When you do a movie like this, does it bring home a sense of dealing with your own mortality?
Freeman: I think what you’re doing always in any acting situation is acting. You’re not trying to live the character. If you are, you’re going to get in deep trouble, I think. Playing a character who is dying or going to die, no, you just do it. I don’t have any sense of my own mortality. I reject any thoughts of my own mortality. What’s to think about there? I like the premise of the movie. It ain’t about that. It’s about living.
Nicholson: Yeah, that’s right and that’s what the first audience said. This is a movie about living. One of the things about it that I liked is everybody considers their mortality all the time, whether they know it or not. That fear of the unknown, it drives you. I went to so many Krishnamurti lectures that illustrate this point that it’s phenomenal.
So, I think what I asked the other group we just came from, ‘Did the movie stay with you?’ because we wanted it, even though it’s a comic approach, to have some resonance, and they said that it did.
But I think it’s because these are interior, private conversations that we have with ourselves that we haven’t really seen them on film before. We haven’t seen them on the nose like we all, I’m sure who’ve ever been to a funeral have said, ‘Well, how do I want my whatever-you-want-to-call-it to be dealt with?’ Do you want a big pink statue like this, which was one of my considerations at some time. Nobody’s that different.
So, I went by the assumption these are things that people have thought about, how consciously they’ve thought about it. And if you touch that chord, this is what you get. My first acting teacher, Jeff Corey, said your job is to provide a stimulating point of departure. This is what you do in a theatrical experience.

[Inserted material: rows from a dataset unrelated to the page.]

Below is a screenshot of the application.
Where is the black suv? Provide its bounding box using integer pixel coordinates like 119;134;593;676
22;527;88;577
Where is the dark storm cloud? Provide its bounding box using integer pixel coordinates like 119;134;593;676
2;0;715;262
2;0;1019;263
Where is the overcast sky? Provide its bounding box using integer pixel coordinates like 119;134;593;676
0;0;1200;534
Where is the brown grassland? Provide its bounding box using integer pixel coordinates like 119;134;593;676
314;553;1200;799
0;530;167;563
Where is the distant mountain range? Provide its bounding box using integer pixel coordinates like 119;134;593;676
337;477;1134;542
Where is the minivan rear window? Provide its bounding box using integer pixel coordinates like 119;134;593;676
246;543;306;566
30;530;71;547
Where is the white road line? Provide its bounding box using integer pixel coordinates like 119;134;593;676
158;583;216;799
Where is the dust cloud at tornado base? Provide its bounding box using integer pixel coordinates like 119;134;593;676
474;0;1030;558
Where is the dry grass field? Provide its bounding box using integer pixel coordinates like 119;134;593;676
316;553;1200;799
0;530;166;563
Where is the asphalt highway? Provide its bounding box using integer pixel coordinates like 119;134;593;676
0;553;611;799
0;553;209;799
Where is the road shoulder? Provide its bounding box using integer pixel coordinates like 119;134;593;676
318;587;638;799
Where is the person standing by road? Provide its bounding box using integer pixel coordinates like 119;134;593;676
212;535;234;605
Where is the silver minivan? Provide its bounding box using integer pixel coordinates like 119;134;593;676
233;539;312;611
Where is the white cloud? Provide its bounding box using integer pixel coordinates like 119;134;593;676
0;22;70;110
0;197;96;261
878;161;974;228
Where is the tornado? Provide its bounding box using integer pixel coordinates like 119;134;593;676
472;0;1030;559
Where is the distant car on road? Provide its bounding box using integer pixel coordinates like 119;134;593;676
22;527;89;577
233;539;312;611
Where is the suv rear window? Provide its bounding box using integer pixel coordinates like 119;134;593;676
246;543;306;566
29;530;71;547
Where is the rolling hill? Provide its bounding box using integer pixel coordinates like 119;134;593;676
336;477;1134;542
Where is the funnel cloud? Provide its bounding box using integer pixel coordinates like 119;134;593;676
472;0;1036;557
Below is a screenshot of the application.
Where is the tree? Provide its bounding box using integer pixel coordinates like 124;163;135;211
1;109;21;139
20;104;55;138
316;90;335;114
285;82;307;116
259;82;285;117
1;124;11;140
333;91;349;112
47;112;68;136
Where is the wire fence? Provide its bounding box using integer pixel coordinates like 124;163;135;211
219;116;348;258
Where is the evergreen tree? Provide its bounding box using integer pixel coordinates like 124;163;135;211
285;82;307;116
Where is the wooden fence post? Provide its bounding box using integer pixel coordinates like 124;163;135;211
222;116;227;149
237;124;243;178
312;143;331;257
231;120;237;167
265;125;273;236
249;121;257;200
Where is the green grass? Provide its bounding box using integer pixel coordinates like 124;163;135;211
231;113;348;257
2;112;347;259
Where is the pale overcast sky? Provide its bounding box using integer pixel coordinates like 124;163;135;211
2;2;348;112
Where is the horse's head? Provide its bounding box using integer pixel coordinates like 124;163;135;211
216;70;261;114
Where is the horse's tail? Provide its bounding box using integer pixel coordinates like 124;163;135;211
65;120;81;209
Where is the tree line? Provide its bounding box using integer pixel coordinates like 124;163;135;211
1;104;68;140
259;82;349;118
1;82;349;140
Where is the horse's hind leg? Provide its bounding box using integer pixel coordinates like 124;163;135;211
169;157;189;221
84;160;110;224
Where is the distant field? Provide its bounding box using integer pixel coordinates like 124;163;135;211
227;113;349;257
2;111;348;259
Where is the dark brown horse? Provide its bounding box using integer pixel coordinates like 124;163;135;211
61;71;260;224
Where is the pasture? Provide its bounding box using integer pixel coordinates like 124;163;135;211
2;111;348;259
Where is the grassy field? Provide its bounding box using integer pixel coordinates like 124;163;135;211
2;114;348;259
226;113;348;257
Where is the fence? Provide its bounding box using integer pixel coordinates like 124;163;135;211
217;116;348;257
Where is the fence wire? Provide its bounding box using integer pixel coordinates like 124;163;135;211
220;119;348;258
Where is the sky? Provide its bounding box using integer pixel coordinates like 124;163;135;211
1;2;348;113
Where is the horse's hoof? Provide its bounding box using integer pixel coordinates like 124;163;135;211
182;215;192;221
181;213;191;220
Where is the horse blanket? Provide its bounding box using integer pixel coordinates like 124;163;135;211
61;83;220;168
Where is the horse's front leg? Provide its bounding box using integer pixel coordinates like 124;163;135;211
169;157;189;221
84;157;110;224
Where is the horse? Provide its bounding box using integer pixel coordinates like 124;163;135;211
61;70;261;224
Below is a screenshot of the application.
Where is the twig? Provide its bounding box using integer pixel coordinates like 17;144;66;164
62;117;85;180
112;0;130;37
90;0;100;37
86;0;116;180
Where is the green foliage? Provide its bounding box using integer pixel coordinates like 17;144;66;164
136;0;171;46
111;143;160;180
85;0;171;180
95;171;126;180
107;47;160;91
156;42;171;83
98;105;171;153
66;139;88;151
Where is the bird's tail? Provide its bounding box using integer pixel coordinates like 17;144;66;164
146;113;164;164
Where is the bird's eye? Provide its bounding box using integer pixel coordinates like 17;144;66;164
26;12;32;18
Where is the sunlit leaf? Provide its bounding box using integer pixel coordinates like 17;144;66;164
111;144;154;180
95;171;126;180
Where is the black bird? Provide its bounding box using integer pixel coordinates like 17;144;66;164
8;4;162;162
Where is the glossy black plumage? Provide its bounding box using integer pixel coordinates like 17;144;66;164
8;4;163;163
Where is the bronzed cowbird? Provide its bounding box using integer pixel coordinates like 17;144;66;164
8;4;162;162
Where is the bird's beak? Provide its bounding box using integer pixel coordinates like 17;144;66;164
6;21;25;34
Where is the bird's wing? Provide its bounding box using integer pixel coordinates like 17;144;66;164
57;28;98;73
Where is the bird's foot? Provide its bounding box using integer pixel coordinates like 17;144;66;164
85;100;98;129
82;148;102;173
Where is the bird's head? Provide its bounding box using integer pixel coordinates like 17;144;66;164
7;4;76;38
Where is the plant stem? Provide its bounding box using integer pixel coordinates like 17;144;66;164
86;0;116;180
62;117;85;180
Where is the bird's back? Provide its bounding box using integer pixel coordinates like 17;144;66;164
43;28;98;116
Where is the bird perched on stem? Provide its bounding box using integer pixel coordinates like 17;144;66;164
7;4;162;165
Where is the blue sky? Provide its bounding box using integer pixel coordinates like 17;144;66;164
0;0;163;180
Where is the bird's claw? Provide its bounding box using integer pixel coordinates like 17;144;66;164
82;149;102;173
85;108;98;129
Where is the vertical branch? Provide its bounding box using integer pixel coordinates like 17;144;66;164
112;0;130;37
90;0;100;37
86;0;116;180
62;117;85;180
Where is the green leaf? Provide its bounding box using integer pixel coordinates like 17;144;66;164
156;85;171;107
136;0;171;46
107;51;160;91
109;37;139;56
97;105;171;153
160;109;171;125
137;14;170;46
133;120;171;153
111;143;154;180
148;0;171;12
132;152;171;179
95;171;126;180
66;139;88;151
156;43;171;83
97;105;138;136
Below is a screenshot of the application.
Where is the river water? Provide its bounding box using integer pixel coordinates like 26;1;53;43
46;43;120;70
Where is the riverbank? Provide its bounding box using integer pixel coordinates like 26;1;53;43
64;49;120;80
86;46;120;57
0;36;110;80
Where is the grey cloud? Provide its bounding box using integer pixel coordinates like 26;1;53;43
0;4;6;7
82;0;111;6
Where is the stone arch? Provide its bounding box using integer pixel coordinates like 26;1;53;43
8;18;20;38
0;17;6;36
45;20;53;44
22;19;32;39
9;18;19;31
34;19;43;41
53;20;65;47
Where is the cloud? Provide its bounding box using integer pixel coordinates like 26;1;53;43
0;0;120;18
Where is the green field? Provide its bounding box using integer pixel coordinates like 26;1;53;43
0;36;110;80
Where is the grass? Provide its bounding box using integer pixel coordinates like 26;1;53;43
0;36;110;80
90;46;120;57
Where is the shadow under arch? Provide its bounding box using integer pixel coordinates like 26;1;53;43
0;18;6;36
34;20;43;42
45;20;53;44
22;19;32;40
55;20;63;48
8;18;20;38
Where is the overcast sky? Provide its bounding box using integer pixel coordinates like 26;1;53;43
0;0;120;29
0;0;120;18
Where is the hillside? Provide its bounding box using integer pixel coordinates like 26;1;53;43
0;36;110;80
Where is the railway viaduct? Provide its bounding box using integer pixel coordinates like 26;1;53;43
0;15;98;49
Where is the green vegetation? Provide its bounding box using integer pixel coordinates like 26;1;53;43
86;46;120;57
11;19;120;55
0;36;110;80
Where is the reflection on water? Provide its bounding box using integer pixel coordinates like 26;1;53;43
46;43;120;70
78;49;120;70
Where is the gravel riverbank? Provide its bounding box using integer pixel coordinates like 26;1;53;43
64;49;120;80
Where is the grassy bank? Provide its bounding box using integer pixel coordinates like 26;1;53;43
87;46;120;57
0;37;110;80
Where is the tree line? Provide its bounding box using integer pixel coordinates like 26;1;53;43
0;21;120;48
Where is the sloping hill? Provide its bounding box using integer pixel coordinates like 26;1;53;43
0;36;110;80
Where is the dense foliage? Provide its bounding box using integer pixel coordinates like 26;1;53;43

And I thought, ‘This will be a doozy for that particular element.’ So, that’s what I think about that.
How much movie magic was involved in some of their adventures, particularly the skydiving sequence?
Nicholson: Oh, we dove like son of a guns. Fantastic. Fearlessly leapt out into the void, didn’t care and so forth. (laugh) This is part of my new lying approach. This is probably useless to you ‘cause I said this before. When I was first doing interviews I met Diana Vreeland, who was the editor of Vogue magazine (and talked about) the normal complaints people have about interviews. And she said, ‘Well, Jack, you must not tell them the truth.’ I said, ‘What?’ She says, ‘Well, my guess is you’re going to be doing a lot of interviews. If you tell them the truth, very quickly you’ll become bored with your own life.’ So, you know...
So, we can’t believe anything you’re saying.
Freeman: You can. You can believe it. It’s just not necessarily true.
Nicholson: There you go. Absolutely the right answer. (laugh)
Do either of you have a Bucket List or were any of the things that you wanted to do on this fictional list in the film?
Nicholson: I’ll give them the shortie. Love to see the pyramids. (laugh)
Freeman: I think we all have a private Bucket List. It may not be written down on paper. You got it written down somewhere. And I’m constantly checking them off, you know. I just checked him off. I’m not sure about checking him off. Maybe I just moved him down to another level. (laugh)
Nicholson: One of my favourite one-worders in the script that gets the most laughs— ‘Well, how do you plan do that?’ ‘Volume.’ (laugh)
Is there one character or one part that you would want to do that's not on your list?
Freeman: You mean, like if it’s got to stop tomorrow, which one would I want to do? Hard to say because there are a lot of them. I have a Mandela script I’m going to be doing next year. I really want to do that. And there’s a Western character, a guy named Bass Reeves, that I wanted to do for 15 years.